Later, however, we get good accounts of both W.L. Gore and Associates, manufacturers of the polymer fabric Gore-Tex, and of the world's largest tomato processor, California's The Morning Star Company: successful organisations built on thoroughly democratic, bottom-up principles. At Gore, colleagues choose which projects they want to work on and make a commitment to what they will deliver. At Morning Star, everyone is self-managing, committing to a personal mission statement of what they will contribute, which is guided by the broad mission statement of the independent business unit in which they work. Business units negotiate with other associates and other business units for what they will deliver and for what they need delivered in their turn. Everyone has the power to spend money to buy what they need to get the job done - but first they have to sell the idea to their peers. There is no management hierarchy to climb as the only means of advancement; career progression and higher rewards come though contributing more: mastering new skills and finding new ways to serve colleagues. In both companies, rewards are determined mainly by peer-based assessments of contribution.

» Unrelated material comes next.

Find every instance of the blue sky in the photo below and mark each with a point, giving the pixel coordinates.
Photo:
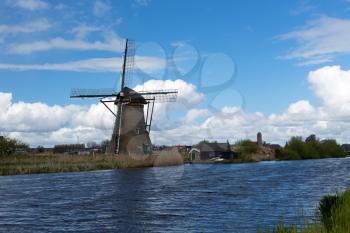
(262, 52)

We've already seen the W. L. Gore business model in Hamel's The Future of Management, so Morning Star represents the most significant genuinely new model offered for our consideration. And both of these companies were set up from scratch with their new, revolutionary business models in place from day one which, while still impressive, still feels a lot easier than taking an existing hierarchical organisation and transforming it into a new, self-determining model. We are finally given some insights into such a process via the experiences of the Indian IT service company, HCL Technologies, who have set out to `invert the pyramid' of their management structure and to make management accountable to the people at the front line. It would have been good to see some more examples of such transformations, even if they are only `work in progress.'
Throughout the book, Hamel offers guidelines as to the ways in which the management of organisations run on traditional lines can begin to empower and impassion their workforce, but I do feel that the Chief Executive of a major organisation might feel that he or she has been given an inspirational glimpse of an exciting future, rather than the map that will guide them to the final destination. Hamel's almost final word is a rap on my knuckles for this unworthy thought: `You don't need a detailed change programme to get started. Bus drivers follow maps; pioneers follow polestars.' Ouch. So much for this particular bus driver. Over to you, pioneers - follow that polestar!
Hamel is not wrong in saying that our future depends on us getting this right. I have no doubt whatsoever that the corporate structures that served us well in the nineteenth and twentieth centuries will not deliver prosperity for us in the twenty-first, and that if we do not develop nimble and adaptable organisations that allow individuals to flourish and contribute, then we will fall behind in the race. I also firmly believe that Hamel is right in saying that freedom and self-determination must be the guiding principles for this process. These are the guiding principles of our democracies; it's a bit disturbing that they are not the guiding principles of most of our organisations.